Él se quedó quieto, mientras sus papilas gustativas empezaron a imaginarse el sabor.

—Quizá deberíamos comprar cuatro docenas para que puedas hacer dos. Así tendremos uno en casa.

—Lo siento. Por el momento, no puedo hacer cosas así, ya que tengo que tener mucho cuidado con lo que como. Sería una tentación demasiado grande si tuviera delante un pudín de pan, ahí, pidiéndome que me lo coma.

—Yo soy poli. Te puedo proteger. Ordenaré que lo pongan bajo custodia.

—No tengo ganas de hornear dos —dije, y me metí en la ducha.

Él alzó la voz para que le oyera por encima del agua de la ducha.

—Yo te ayudaré.

Volví a sonreír al oír esa voz que imploraba. No debería haberme revelado su debilidad por los dulces. Ahora ya lo tenía. Pensé en torturarlo y no dejarle probar el pudín hasta el día siguiente en la comisaría de policía, como todo el mundo, y con eso dejé de pensar en el problema de que alguien intentaba matarme. Es una especie de desvarío mental, pero a mí me funciona.

Oí que sonaba su móvil mientras me aclaraba el champú del pelo. Era un proceso lento porque me costaba mover el brazo izquierdo, pero me las arreglaba. Oí que hablaba, pero no escuché lo que decía. Acabé, cerré el agua y cogí la toalla que colgaba en la puerta de la ducha. Empecé a secarme lo mejor que podía.

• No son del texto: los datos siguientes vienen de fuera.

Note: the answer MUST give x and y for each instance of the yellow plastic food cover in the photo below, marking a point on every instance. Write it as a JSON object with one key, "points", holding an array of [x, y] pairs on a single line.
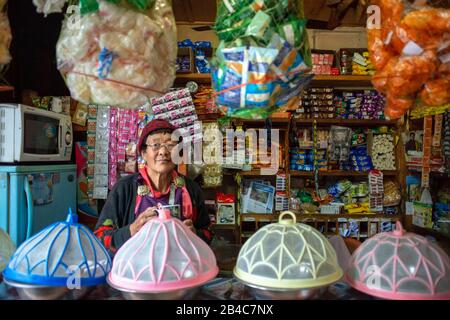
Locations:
{"points": [[288, 255]]}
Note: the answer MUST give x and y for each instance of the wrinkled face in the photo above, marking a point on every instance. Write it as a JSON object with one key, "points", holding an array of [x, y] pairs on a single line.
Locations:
{"points": [[157, 153]]}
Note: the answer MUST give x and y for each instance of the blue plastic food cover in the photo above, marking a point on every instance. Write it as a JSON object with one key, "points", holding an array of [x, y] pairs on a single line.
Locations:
{"points": [[59, 254]]}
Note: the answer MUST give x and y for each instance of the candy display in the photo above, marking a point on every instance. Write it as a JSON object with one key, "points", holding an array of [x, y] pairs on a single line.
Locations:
{"points": [[5, 36], [178, 108], [91, 140], [262, 58], [316, 103], [408, 275], [383, 156], [323, 63], [199, 48], [118, 54], [376, 190], [62, 257], [409, 52], [360, 105], [446, 139], [100, 190], [171, 266], [263, 265], [204, 101]]}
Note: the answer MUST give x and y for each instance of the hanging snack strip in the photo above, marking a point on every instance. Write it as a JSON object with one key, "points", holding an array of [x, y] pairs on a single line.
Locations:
{"points": [[101, 154], [263, 55], [112, 155], [212, 176], [376, 190], [410, 53], [5, 36], [118, 52], [383, 156], [446, 142], [91, 127], [178, 108], [427, 131]]}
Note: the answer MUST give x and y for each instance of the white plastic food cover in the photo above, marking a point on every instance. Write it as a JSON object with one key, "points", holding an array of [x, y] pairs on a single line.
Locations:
{"points": [[400, 265], [58, 254], [165, 255], [288, 255]]}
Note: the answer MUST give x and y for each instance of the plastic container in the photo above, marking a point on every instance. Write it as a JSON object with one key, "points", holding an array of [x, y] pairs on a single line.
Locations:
{"points": [[287, 260], [402, 266], [64, 256], [164, 260]]}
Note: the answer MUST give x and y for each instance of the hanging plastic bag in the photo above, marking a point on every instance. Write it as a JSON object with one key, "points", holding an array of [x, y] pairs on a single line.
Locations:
{"points": [[5, 35], [119, 52], [260, 64], [411, 52]]}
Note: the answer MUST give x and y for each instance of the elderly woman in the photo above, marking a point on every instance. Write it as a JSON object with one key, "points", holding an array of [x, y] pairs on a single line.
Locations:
{"points": [[134, 199]]}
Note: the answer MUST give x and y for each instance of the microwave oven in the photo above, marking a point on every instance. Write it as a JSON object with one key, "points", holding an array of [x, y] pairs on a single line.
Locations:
{"points": [[29, 134]]}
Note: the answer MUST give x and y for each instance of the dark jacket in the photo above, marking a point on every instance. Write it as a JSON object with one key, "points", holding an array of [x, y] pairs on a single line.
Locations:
{"points": [[113, 226]]}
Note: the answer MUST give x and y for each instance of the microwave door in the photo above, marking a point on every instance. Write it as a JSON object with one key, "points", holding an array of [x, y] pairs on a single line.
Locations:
{"points": [[39, 198]]}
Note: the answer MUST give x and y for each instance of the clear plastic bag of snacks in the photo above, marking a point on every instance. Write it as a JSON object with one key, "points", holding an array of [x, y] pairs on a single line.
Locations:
{"points": [[118, 52], [392, 195], [411, 52], [260, 64]]}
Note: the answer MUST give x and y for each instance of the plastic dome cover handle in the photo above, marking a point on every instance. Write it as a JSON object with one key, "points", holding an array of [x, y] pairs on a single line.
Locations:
{"points": [[287, 255], [58, 253], [164, 255], [400, 265]]}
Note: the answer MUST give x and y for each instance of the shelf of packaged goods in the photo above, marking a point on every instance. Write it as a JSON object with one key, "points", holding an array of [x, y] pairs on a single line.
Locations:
{"points": [[332, 217], [362, 79], [347, 122], [78, 128], [197, 77], [431, 232], [339, 173], [253, 173]]}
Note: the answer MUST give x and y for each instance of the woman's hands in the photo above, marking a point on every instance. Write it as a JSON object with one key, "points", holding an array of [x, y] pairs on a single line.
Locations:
{"points": [[142, 219], [149, 214]]}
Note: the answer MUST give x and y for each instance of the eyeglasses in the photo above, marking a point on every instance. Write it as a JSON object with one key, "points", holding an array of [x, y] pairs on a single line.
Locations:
{"points": [[158, 146]]}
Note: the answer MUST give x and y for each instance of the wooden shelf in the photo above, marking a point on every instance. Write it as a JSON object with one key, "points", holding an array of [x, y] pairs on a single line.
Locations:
{"points": [[197, 77], [254, 173], [339, 173], [349, 122], [344, 79], [320, 77]]}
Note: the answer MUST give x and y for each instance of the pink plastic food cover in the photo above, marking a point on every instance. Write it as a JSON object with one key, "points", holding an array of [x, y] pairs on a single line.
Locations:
{"points": [[164, 255], [400, 265]]}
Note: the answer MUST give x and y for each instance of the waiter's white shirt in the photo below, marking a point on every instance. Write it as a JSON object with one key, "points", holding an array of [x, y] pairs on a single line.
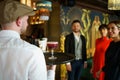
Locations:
{"points": [[19, 60]]}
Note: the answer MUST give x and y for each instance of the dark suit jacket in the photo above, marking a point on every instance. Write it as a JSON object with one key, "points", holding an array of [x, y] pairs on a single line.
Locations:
{"points": [[70, 45]]}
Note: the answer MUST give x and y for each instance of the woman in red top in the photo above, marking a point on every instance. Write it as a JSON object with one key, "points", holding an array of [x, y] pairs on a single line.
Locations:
{"points": [[101, 46]]}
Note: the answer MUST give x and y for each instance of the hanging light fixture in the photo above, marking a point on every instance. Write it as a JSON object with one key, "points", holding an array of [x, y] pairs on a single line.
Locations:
{"points": [[42, 9], [114, 4]]}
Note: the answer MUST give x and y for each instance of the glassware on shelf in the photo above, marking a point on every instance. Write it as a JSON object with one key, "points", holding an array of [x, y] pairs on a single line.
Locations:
{"points": [[51, 46]]}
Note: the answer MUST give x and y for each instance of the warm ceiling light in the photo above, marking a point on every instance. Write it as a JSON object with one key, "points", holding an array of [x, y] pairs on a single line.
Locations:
{"points": [[114, 4], [44, 4]]}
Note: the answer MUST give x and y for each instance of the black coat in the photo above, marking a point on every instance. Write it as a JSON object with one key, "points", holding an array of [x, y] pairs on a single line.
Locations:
{"points": [[70, 45]]}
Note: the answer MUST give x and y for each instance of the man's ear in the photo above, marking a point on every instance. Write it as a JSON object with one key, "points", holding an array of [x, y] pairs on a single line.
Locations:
{"points": [[18, 21]]}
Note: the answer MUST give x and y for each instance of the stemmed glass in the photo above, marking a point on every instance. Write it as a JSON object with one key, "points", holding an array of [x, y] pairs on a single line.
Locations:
{"points": [[51, 46]]}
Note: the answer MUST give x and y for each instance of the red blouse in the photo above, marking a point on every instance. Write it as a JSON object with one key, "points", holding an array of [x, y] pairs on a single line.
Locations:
{"points": [[99, 55]]}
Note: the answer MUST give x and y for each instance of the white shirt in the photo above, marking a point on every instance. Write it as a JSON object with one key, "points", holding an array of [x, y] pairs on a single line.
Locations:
{"points": [[20, 60]]}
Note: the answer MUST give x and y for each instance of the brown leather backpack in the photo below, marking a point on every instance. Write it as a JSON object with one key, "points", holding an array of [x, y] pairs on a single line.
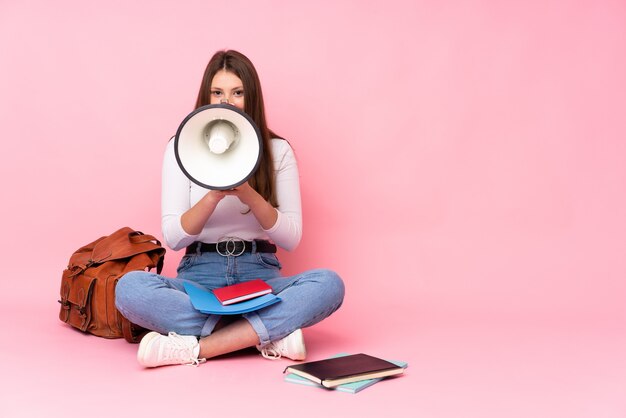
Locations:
{"points": [[88, 283]]}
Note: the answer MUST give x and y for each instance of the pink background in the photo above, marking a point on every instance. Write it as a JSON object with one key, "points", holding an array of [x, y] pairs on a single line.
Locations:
{"points": [[463, 167]]}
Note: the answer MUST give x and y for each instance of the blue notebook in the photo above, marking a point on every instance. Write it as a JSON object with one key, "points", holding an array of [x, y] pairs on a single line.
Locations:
{"points": [[353, 387], [206, 302]]}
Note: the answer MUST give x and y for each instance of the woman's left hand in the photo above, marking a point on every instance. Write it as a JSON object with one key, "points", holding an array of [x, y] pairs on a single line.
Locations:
{"points": [[265, 213], [244, 192]]}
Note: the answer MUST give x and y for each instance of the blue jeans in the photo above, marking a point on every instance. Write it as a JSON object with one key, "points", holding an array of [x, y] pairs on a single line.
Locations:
{"points": [[160, 304]]}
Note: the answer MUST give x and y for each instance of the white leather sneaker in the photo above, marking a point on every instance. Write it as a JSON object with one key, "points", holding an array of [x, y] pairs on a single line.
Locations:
{"points": [[161, 350], [291, 346]]}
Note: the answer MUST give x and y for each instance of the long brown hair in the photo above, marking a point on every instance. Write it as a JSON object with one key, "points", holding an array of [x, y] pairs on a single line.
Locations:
{"points": [[263, 179]]}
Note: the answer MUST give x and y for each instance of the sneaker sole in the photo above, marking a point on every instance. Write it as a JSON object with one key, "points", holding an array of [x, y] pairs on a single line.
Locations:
{"points": [[145, 343], [298, 342]]}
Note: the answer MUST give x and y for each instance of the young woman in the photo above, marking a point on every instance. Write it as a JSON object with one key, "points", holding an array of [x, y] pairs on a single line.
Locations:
{"points": [[257, 216]]}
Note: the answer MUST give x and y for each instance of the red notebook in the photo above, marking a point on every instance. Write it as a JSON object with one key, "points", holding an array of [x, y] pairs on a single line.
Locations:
{"points": [[242, 291]]}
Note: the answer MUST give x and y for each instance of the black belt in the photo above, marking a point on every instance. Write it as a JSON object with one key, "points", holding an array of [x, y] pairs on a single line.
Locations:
{"points": [[232, 246]]}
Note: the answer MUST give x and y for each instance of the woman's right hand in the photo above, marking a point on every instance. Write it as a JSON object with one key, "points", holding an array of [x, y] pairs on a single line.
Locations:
{"points": [[197, 216]]}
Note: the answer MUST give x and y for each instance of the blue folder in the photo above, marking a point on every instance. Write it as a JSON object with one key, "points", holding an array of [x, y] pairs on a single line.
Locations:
{"points": [[205, 301]]}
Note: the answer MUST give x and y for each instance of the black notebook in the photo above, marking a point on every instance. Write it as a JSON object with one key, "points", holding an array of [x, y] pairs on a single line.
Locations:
{"points": [[339, 370]]}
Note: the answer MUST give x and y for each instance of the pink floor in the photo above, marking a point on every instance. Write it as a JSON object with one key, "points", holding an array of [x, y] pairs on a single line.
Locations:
{"points": [[458, 367]]}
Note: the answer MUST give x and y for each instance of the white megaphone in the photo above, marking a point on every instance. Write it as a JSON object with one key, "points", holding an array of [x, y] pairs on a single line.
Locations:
{"points": [[218, 146]]}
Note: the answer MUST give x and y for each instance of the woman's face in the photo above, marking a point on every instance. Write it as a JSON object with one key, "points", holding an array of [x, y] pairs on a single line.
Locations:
{"points": [[226, 87]]}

—Ven aquí y yo acabaré de secarte —me dijo él, cuando salí del baño. Lo primero que vi es que volvía a tener una expresión seria.

—¿Qué ha pasado?

—Era MacInnes —dijo. Cogió la toalla de mis manos y empezó a secarme con movimientos suaves—. La coartada de Bailey es firme. En todos sus detalles. Estaba en casa con su mujer, o en el trabajo, y sólo habría tenido tiempo para ir y volver del trabajo. Según MacInnes, la mujer de Bailey ha pedido el divorcio, así que no tendría por qué mentir a su favor. Seguirán investigando, pero, al parecer, está limpio. El que intenta matarte es otro.

L
legamos temprano a casa de mis padres, aunque nos paramos a comprar las rosquillas y la leche condensada que necesitaba para el pudín de pan. Wyatt tenía todo lo demás en su casa, incluyendo los moldes que quería. Sí, moldes, en plural. Compramos cuatro docenas de rosquillas glaseadas. Con sólo olerlas se me hacía la boca agua, pero fui lo bastante fuerte como para no abrir la caja siquiera.

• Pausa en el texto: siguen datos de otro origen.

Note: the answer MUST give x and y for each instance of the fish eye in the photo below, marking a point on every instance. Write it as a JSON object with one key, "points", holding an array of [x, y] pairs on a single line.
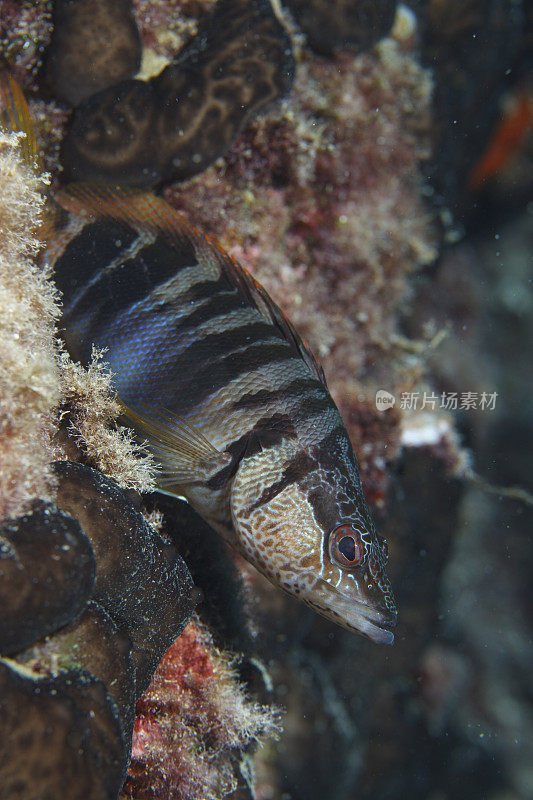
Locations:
{"points": [[345, 548], [384, 547]]}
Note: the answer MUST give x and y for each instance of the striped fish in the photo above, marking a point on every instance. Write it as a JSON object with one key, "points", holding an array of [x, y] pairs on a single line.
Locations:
{"points": [[233, 404]]}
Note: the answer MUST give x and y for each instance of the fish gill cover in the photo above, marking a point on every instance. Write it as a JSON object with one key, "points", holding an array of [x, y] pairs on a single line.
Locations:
{"points": [[324, 199]]}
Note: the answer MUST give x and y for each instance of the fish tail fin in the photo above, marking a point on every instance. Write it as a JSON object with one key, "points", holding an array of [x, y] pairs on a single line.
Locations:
{"points": [[15, 116]]}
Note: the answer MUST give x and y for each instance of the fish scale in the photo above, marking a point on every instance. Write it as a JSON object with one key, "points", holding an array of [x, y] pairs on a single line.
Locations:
{"points": [[205, 362]]}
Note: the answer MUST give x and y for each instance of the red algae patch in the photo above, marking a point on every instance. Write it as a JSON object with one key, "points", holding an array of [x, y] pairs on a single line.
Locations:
{"points": [[193, 724]]}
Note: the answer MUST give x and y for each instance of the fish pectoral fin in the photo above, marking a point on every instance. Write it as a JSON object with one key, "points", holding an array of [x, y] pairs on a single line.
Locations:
{"points": [[183, 452]]}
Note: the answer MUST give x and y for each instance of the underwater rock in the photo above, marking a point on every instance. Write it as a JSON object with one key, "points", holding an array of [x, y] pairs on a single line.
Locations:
{"points": [[99, 647], [47, 570], [95, 44], [140, 133], [213, 569], [60, 737], [357, 24], [140, 580], [195, 725]]}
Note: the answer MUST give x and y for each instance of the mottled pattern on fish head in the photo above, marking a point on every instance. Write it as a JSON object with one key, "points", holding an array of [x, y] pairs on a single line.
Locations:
{"points": [[301, 518]]}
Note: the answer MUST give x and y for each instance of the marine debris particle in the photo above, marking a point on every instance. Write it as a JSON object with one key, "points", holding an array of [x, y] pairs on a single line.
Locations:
{"points": [[329, 25], [64, 736], [94, 45], [140, 133], [47, 571], [193, 724]]}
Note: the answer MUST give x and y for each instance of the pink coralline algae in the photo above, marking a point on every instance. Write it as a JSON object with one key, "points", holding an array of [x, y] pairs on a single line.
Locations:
{"points": [[192, 724]]}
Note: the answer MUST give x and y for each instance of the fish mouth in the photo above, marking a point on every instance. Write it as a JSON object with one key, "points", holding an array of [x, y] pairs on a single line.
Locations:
{"points": [[364, 618]]}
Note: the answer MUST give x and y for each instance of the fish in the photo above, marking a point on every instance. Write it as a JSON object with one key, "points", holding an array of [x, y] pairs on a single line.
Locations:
{"points": [[507, 140], [232, 402]]}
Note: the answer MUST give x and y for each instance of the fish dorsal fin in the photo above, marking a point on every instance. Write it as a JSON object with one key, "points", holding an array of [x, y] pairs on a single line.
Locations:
{"points": [[131, 206], [184, 454], [143, 209], [259, 297], [15, 116]]}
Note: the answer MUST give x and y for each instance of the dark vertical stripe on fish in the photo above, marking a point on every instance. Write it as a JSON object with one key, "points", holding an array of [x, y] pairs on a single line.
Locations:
{"points": [[214, 377]]}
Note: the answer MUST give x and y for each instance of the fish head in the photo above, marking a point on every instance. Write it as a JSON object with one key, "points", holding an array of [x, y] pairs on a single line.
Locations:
{"points": [[301, 518]]}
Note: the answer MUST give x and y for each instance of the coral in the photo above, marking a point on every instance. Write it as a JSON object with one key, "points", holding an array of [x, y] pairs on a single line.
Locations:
{"points": [[25, 30], [91, 406], [166, 26], [141, 133], [337, 177], [29, 383], [192, 724]]}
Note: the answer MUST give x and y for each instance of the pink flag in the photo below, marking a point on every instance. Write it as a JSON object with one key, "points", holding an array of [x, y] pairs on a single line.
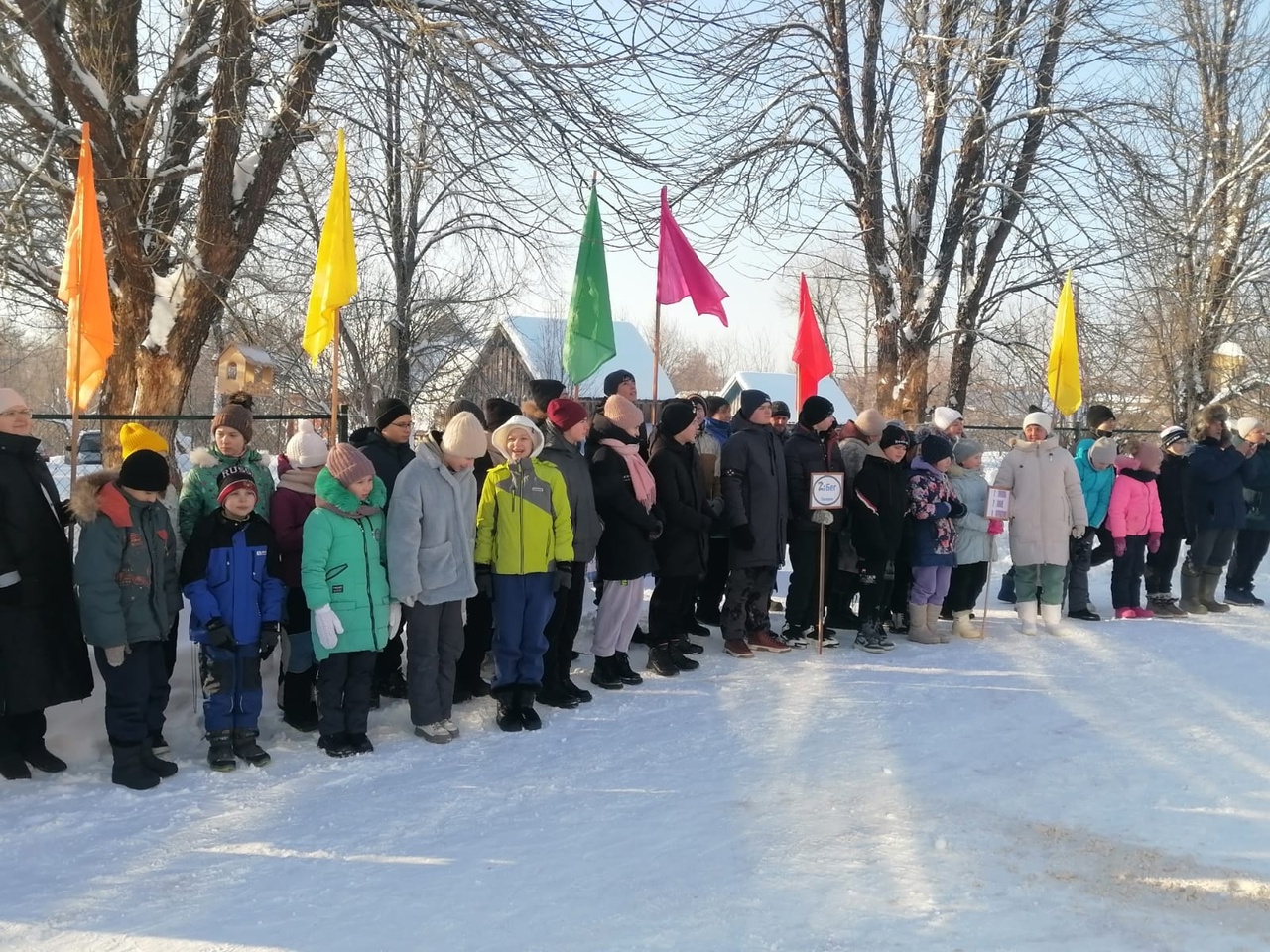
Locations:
{"points": [[680, 272]]}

Papá abrió la puerta, se me quedó mirando la cara y luego dijo, con tono muy quedo:

—¿Qué ha pasado?

—He chocado, y mi coche está destrozado —dije, y me acerqué para que me abrazara. Luego fui a la cocina a que me viera Mamá. A mis espaldas, oí que Papá y Wyatt hablaban en voz baja, y supuse que Wyatt le estaba contando lo ocurrido.

Al final, no intenté ocultar las magulladuras. Llevaba unos pantalones largos, de algodón ligero con rayas blancas y rosas, y una camiseta atada con un nudo en la cintura, porque si hubiera llevado pantalones cortos que mostraran los cardenales de las piernas, alguien habría pensado que Wyatt me maltrataba, y yo no estaba de ánimos para defender su honor. Pero no disimulé los hematomas de los ojos porque me imaginé que quedarían hechos un desastre después de que mi madre hiciera lo que estaba destinada a hacer con mi cara.